CONSIDER THE LUNG AS A SENSORY ORGAN
At resting, an average person inhales/exhales 5-8 litters of air. This air may vary in oxygen content, carry allergen, pollutants or pathogens. Each of these signals would trigger a specific set of responses. For example, allergen can trigger asthma while intermittent hypoxia can trigger pulmonary hypertension. How the specificity is established is poorly understood.
We found that pulmonary neuroendocrine cells, which represents less than 1% of epithelial cells in lung, function as sensors on the airway wall (Branchfield et al., Science, 2016) . These cells can be activated by signals such as allergen, and act through secreting potent neuropeptides and neurotransmitters (Sui et al., Science, 2018). We found that overactivation of these cells leads to heightened immune response at baseline as well as following allergen challenge.

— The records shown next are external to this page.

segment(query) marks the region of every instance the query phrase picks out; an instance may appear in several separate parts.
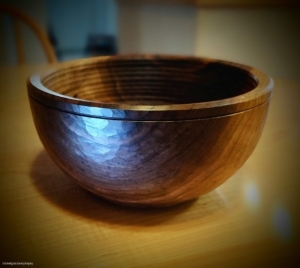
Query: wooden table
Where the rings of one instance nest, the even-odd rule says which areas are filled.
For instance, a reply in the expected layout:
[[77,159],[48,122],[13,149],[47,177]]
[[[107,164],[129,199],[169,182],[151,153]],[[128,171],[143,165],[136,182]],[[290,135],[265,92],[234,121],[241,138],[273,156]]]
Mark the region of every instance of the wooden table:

Our findings raise the hypothesis that these cells serve as key nodes that mediate lung and immune interactions.
Study of the pulmonary neuroendocrine cells also led us to investigate lung and nervous system interactions, because these cells are innervated. We are mapping the neural circuit that originates from the lung and returns to the lung. Our goal is to understand which aspects of lung function are controlled by the neural circuits, and what underlie the specificity between inputs and outputs.
LUNG DEVELOPMENT AND OUTCOMES OF LUNG PREMATURITY
Alveologenesis is the final step of lung maturation, which subdivides the alveolar region of the lung into smaller units called alveoli. Each of the nascent dividers serves as a new gas-exchange surface. Disruption of the final steps of lung development, including alveologenesis results in alveoli simplification, as is seen in premature infants diagnosed with bronchopulmonary dysplasia (BPD). BPD is often associated with lifelong breathing deficiencies, pulmonary hypertension and accelerated decline in respiratory capacity.
Given that an overarching theme of alveologenesis is thinning and extension of the epithelium and mesenchyme to facilitate gas exchange, we used a three-dimensional (3D) approach to examine the structural architecture and cellular composition of the alveolar cells and extracellular matrix in normal as well as BPD-like mouse lungs (Branchfield et al., Dev Biol, 2015) . We have also used a genetic approach to investigate the genetic mechanism underlying alveologensis (Li et al., Development, 2017 , Li et al., eLife, 2018 , Li et al., JCI, 2020) . Ongoing work in this direction interrogates how different elements of prematurity impacts long-term lung function. The insights revealed by 3D reconstruction of the septae set the foundation for future investigations of the mechanisms driving alveologenesis, as well as causes of alveolar simplification in BPD.
SINGLE CELL AND CRISPR: LUNG DISEASE MECHANISMS
As the acquisition of whole genome sequence data becomes routine, we test the function of candidate patient-specific variants by generating genetic mouse models of disease using CRISPR/Cas9-based genome editing as well as conditional gene inactivation. We have studied a number of lung-related congenital disorders, including tracheo-esophageal fistula (Domyan et al., Development 2011), tracheobronchomalacia (Hines et al., PNAS 2013), and congenital diaphragmatic hernia (CDH) (Domyan et al., Dev Cell, 2013, Branchfield et al., Science, 2016, McCulley et al., JCI, 2018) . Using CDH as an example, we have uncovered different mechanisms from distinct genetic models, suggesting that the nature of the genetic lesions may inform personalized mechanism and treatment. Furthermore, the studies of disease models have also led to exciting basic biology discoveries.
Complementing mechanistic studies using disease models, we are a research center in NHLBI-funded LungMAP consortium to map the single cell transcriptome and epigenome of the lung. Teaming up with The UCSD Center for Epigenomics , we generated single nucleus RNAseq and single nucleus ATACseq data of the human lung from 30-week gestational age, to 3-year old to 30-year old (Wang et al., eLife, 2020). These data are for open access at lungepigenome.org . We are in the process of producing single cell data of diseased lungs, focusing on pediatric lung diseases.